Impact of board characteristics, ownership structure, corporate social responsibility on firm performance in Vietnam consumer discretionary industry
Abstract
The objective of this study is investigate the impact of board characteristic, ownership structure and corporate social responsibility on firm performance. Specifically, the firm’s ownership structure is explained by 3 factors: Managerial ownership, blockholder ownership and government ownership. Moreover, board characteristic is represented by 5 factors: the size of the board, number of woman on board, duality character of the Chairperson, the proportion of non-executive directors, and the activity of the board of directors. Meanwhile, firm performance is assessed by Tobin’s Q, Return on Assets, and Return on Equity. Additionally, Firms’ characteristics are also included in this research as controlled factors .
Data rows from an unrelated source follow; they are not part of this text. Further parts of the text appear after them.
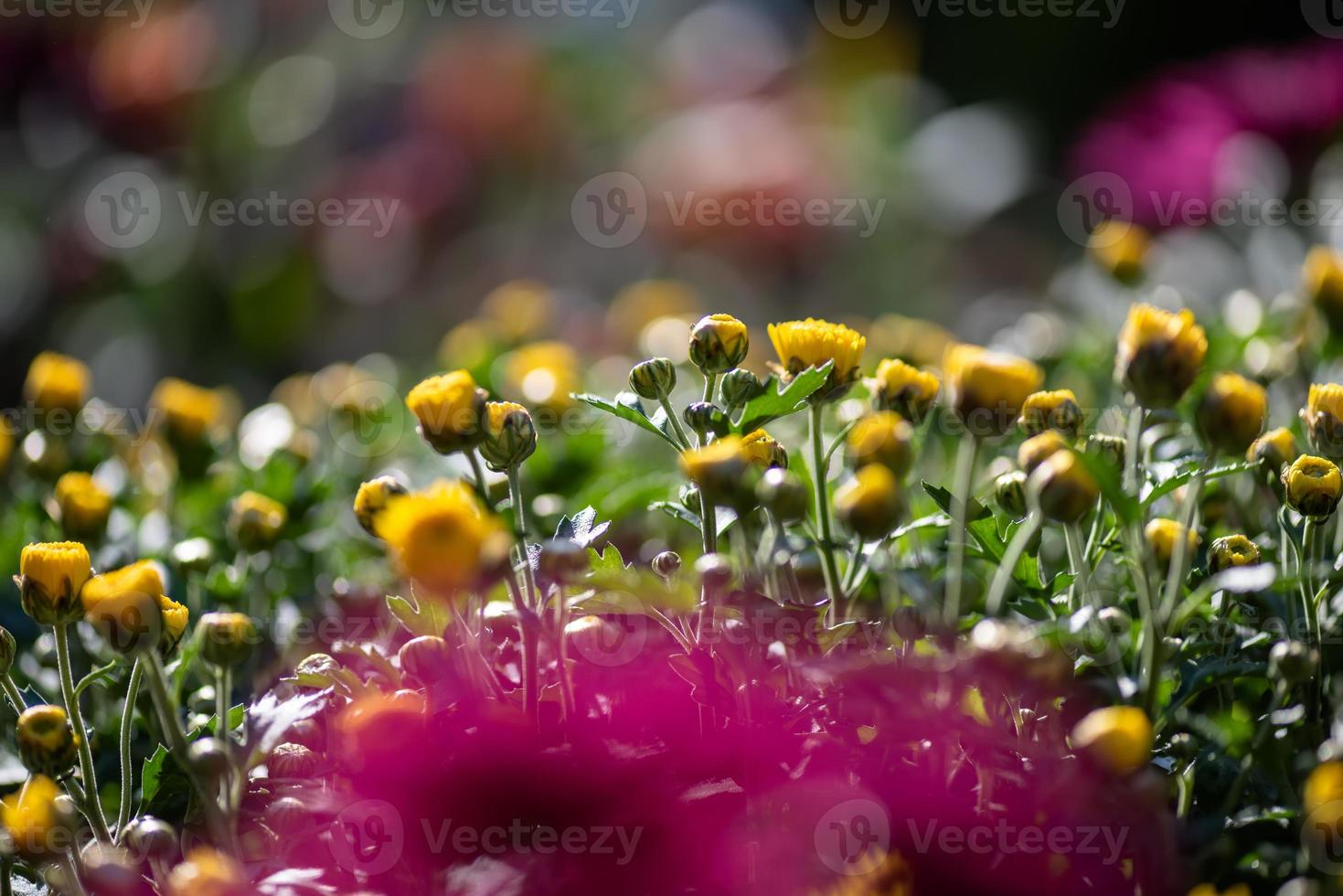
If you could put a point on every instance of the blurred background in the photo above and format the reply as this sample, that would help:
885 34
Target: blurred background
237 189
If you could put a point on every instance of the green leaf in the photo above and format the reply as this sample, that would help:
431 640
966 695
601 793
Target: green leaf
626 407
775 402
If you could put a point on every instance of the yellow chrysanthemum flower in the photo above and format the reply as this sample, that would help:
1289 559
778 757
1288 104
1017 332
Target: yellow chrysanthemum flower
51 577
1323 418
83 506
32 818
987 389
1159 355
187 412
814 343
904 389
57 383
450 410
438 536
1117 739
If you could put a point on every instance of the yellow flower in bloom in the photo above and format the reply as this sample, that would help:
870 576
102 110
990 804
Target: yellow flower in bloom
1159 355
208 872
255 520
1274 450
719 343
1057 410
814 343
881 438
450 410
544 374
1231 414
509 434
869 504
763 450
438 536
372 498
187 412
1162 538
1322 283
57 383
1120 248
1117 739
1323 418
51 577
32 818
520 309
83 506
129 609
986 389
904 389
1312 486
719 468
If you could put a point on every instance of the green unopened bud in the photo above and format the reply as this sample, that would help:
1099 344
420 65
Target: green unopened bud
719 343
509 435
48 741
783 495
226 638
1010 493
653 379
741 386
705 417
666 563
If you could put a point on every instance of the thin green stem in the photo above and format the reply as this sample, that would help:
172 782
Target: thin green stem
962 486
86 769
825 544
128 715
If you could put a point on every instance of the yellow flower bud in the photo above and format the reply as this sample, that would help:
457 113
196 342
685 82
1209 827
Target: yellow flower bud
509 435
869 504
1274 450
1054 410
226 638
83 506
1322 283
131 612
1231 551
814 343
763 452
881 438
719 469
1231 414
1159 355
255 520
719 343
48 743
57 383
442 538
1119 739
1162 538
1037 449
1312 486
50 578
207 872
987 389
904 389
372 498
1120 248
34 819
450 410
1065 489
1323 418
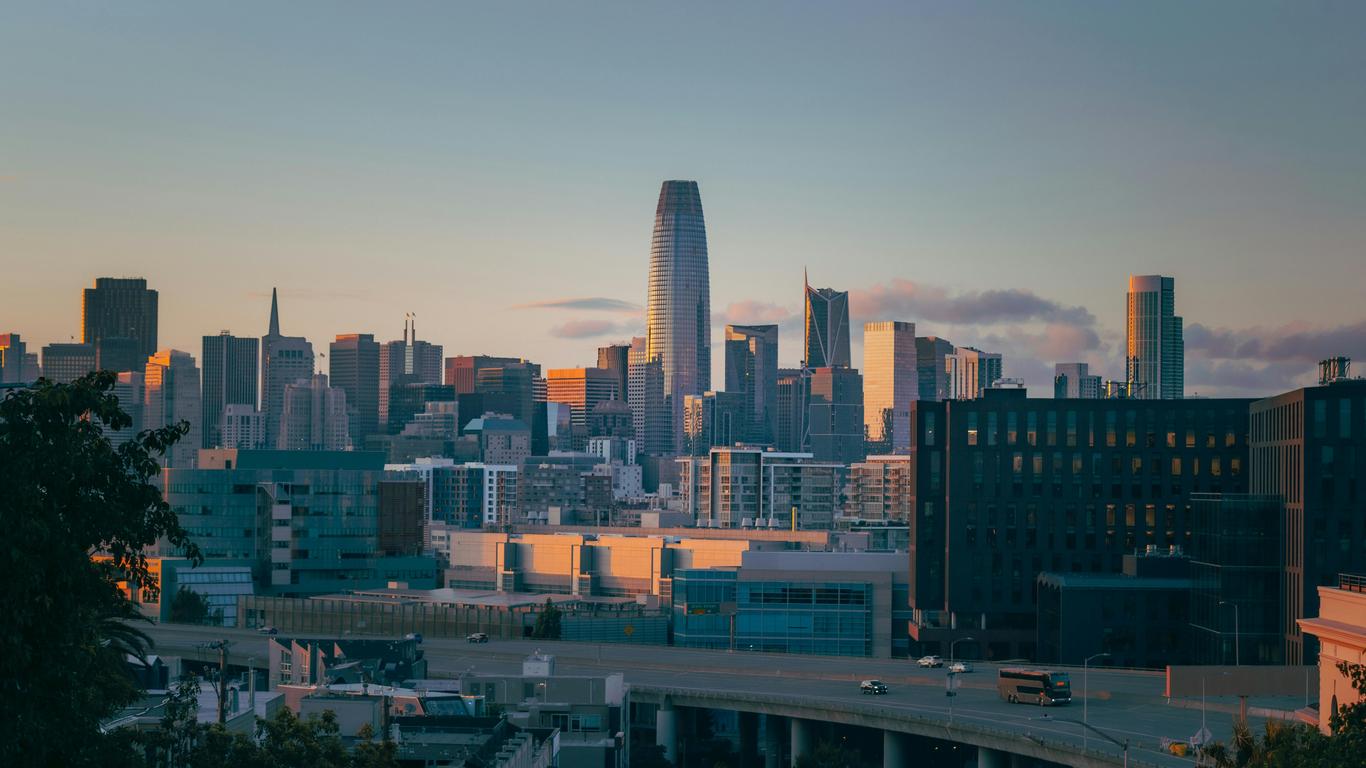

The analyses result show that ownership structure have impact on firm performance. With the ownership structure, both Blockholder Ownership and Mangerial Ownership have positive impact on firm performance (measured by Tobin’s Q), whereas, Government Ownership have negative impact to firm performance (measured by Tobin’s Q). It means that higher managerial ownership and blockholder ownership in firms will help the firm’s performance increase better. In contrast, more Government’s shareholding control will reduce the firm’s profitability (with Tobin’s Q is measurement).Meanwhile, the result also shows that board characteristic have less affect to firm performance. Among that, duality characteristic of the Chairperson, the proportion of non-executive directors, and the activity of the board of directors have nearly no effect on firm performance. In the other hand, there is evidence to support the negative impact from size of the board and positive impact from number of woman on board on firm performance. It indicates that firms with large board size will reduce the effectiveness of firm and the higher number of woman on board can generate high performance for the company.Also, the research also figure out the strong relationship between Stock Price and Firm performance. Firm with high performance will reflect to Stock price, or we can say that if stock price increase can lead to high firm performance. Finally, the result on the analysis also implies that Ownership structure have strong effect to Firm performance than other independent
VII
variables when Government Ownership, Blockholder Ownership and Managerial (significant with p value <0.05) have higher number of Beta Coefficient than significant factors of Board Characteristic and Corporate Social Responsibility.